(AP Photo)
He already spends 17 days a month at his mother's house, away from the hospital where he's been committed for shooting president Ronald Reagan.
Now, the hospital has formally petitioned for his complete release.
"Every witness agrees that he's ready and every witness agrees that the risk of danger is decidedly low," Hinckley's lawyer Barry William Levine told the court on Tuesday, according to NPR.
In 1981, Hinckley, then 25, shot President Ronald Reagan, press secretary James Brady, and two others in an attempt to impress actress Jodi Foster, whom Hinckley became obsessed with after seeing "Taxi Driver." The next year, a jury found Hinckley not guilty by reason of insanity, sentencing him to psychiatric treatment, which he has undergone for more than 30 years.

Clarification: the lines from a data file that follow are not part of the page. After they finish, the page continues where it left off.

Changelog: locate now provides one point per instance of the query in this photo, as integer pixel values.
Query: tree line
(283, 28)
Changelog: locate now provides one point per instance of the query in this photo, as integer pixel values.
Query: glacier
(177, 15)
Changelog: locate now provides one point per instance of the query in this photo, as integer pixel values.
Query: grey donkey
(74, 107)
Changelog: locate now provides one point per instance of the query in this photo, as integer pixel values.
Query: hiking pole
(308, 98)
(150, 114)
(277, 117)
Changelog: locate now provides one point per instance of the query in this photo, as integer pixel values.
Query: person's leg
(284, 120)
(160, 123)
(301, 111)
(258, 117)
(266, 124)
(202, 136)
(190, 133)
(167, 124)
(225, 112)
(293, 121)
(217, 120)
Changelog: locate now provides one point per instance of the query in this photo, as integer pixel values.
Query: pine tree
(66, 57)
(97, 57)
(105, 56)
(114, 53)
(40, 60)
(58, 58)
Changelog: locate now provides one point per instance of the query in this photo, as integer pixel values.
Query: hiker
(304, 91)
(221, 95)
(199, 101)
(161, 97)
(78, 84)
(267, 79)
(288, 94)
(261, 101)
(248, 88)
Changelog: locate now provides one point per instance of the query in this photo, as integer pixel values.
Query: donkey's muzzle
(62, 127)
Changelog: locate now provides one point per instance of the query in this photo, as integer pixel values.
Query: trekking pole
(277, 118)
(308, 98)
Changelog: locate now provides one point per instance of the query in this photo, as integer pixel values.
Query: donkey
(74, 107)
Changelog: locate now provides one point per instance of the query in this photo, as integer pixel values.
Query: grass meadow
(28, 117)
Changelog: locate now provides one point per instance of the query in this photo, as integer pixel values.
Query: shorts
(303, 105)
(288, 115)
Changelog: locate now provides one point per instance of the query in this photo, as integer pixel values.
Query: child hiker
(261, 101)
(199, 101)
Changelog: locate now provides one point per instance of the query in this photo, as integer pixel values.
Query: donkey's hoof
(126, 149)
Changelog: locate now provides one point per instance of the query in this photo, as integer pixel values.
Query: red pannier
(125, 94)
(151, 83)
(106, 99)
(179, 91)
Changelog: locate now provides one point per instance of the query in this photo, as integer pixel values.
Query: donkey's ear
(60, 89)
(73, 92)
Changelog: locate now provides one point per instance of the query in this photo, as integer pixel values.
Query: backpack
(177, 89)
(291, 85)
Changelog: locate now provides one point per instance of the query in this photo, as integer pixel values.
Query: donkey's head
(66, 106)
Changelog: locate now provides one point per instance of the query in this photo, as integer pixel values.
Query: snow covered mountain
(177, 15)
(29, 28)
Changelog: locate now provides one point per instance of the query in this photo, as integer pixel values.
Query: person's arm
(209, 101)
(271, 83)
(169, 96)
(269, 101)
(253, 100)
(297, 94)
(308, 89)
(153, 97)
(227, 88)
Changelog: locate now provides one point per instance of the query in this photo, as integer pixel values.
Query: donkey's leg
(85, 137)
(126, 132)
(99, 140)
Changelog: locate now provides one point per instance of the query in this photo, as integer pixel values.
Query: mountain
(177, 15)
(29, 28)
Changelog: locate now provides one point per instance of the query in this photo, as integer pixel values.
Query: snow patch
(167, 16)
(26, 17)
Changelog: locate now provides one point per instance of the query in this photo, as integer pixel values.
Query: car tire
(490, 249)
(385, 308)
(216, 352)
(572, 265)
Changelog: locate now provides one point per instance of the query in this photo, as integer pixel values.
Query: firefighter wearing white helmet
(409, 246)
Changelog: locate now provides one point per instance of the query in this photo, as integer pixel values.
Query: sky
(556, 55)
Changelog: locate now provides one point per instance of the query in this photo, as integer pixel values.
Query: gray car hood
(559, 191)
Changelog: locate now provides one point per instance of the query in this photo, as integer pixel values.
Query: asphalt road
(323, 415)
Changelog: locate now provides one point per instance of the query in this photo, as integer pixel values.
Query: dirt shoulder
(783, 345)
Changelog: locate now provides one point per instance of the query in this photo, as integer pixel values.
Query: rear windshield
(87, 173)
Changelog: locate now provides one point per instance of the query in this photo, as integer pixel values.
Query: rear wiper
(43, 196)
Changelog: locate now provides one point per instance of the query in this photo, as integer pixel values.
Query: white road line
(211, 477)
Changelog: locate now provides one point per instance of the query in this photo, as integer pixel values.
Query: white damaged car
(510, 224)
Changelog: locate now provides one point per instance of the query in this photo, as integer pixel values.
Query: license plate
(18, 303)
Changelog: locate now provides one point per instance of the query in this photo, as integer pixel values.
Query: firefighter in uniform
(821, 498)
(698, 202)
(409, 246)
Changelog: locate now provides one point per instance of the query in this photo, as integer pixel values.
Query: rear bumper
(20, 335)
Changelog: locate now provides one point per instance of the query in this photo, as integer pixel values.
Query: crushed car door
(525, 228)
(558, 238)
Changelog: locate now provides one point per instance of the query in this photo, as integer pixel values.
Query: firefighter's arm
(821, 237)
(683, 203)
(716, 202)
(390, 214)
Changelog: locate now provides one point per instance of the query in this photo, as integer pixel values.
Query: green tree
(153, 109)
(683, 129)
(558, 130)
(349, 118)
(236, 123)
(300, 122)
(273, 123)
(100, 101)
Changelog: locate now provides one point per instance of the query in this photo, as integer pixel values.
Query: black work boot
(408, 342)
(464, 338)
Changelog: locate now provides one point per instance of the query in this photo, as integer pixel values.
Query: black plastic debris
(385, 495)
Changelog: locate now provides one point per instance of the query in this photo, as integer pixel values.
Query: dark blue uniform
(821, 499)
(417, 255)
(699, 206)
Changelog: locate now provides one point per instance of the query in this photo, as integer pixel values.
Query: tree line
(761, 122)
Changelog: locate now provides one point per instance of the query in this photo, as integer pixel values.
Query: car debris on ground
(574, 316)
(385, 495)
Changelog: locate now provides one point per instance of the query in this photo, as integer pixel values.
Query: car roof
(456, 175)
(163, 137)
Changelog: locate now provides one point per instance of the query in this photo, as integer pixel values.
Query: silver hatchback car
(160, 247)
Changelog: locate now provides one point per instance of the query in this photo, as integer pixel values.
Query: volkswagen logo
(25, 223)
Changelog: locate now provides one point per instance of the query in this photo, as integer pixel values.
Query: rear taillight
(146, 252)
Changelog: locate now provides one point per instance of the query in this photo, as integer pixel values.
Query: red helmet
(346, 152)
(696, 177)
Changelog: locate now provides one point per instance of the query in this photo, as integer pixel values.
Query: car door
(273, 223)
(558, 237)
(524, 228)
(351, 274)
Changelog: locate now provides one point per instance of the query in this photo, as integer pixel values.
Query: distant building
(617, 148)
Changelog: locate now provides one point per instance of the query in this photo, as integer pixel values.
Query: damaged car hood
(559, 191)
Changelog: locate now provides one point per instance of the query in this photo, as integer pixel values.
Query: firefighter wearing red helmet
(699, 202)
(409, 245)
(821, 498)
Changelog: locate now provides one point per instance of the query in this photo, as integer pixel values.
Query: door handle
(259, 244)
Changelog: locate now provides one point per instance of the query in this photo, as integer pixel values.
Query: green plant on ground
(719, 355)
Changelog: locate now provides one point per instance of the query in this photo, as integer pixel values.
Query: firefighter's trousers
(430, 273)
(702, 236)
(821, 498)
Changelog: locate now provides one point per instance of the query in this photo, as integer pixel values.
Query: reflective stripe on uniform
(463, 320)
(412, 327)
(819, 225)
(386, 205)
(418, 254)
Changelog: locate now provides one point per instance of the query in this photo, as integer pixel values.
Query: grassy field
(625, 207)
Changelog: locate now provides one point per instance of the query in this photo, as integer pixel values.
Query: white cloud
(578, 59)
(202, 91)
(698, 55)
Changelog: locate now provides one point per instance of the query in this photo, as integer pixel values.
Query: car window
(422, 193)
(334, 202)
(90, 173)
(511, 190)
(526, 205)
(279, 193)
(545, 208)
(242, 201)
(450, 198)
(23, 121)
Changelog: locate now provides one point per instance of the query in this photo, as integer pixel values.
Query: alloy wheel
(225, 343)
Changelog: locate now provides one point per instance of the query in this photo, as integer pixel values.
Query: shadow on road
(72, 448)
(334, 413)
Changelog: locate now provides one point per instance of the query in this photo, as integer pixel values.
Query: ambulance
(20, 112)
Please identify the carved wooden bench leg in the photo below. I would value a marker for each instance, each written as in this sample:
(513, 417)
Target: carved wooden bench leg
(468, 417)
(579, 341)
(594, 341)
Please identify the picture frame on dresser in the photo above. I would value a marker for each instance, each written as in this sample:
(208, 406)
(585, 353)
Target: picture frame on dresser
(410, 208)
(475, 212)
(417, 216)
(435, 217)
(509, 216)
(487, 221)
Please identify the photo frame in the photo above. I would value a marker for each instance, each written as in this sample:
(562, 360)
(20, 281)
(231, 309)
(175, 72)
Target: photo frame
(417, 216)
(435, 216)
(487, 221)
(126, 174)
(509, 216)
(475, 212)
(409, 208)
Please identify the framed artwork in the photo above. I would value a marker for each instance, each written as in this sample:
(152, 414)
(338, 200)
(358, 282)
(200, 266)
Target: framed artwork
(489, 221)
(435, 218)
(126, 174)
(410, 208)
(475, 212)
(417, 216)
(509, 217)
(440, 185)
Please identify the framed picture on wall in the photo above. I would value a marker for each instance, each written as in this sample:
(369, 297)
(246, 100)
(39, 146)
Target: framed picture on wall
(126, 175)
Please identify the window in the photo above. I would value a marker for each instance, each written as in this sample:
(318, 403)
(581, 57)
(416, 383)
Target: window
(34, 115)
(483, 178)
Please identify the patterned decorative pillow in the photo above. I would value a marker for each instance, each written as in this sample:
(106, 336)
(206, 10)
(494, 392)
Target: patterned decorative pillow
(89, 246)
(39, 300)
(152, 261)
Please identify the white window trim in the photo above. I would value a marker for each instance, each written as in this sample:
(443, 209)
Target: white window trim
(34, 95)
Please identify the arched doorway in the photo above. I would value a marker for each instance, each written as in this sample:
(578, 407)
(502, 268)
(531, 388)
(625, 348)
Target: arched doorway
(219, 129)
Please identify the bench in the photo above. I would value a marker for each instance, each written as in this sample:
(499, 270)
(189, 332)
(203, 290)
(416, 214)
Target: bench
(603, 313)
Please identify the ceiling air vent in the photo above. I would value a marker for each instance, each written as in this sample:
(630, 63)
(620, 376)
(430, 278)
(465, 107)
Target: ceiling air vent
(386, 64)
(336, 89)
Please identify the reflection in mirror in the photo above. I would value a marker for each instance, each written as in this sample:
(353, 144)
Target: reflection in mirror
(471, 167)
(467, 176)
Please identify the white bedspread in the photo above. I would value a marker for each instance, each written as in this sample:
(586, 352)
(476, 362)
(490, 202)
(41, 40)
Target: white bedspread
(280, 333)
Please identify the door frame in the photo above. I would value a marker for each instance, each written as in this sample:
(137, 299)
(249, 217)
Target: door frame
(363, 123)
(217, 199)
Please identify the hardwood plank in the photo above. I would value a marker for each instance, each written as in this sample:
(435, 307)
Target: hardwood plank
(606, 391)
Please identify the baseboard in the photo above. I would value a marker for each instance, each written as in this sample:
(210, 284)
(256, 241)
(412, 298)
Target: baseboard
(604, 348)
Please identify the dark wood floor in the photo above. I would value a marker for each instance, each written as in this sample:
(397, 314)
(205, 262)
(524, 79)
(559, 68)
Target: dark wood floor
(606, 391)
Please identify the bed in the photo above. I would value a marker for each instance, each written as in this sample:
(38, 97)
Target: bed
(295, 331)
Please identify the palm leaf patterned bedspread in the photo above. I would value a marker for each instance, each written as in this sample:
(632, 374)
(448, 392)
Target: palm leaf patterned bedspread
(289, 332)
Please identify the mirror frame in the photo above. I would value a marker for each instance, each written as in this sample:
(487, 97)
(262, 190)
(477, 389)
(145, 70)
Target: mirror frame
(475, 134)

Reagan survived with one shot to the lung, just barely avoiding his heart. In 2014, however, a medical examiner ruled Brady's death, at age 73, a homicide and that it occurred as a direct result of the gunshot wound he suffered decades earlier. Hinckley, however, avoided murder charges.
But the psychosis and depression that fueled Hinckley's violence, his lawyer argues, according to NPR, has dissipated. Even the government's experts think Hinckley might deserve release - with appropriate supervision.
"We all know that Mr. Hinckley is not any person and he never will be," Assistant US Attorney Colleen Kennedy said, NPR reports. Hinckley accomplished a feat no other person in US history has: shooting a president without death or prison time.
Doubts against Hinckley's recovery exist though. For example, in a 1987 journal entry, Hinckley wrote his psychiatrists would "never know the true John Hinckley," the Associated Press reports, hinting at a history of deceptive behavior. As recent as 2011, the Secret Service, which frequently follows Hinckley on stints about town, reported that he went to Barnes & Noble to look at books about Reagan instead of going to see a movie.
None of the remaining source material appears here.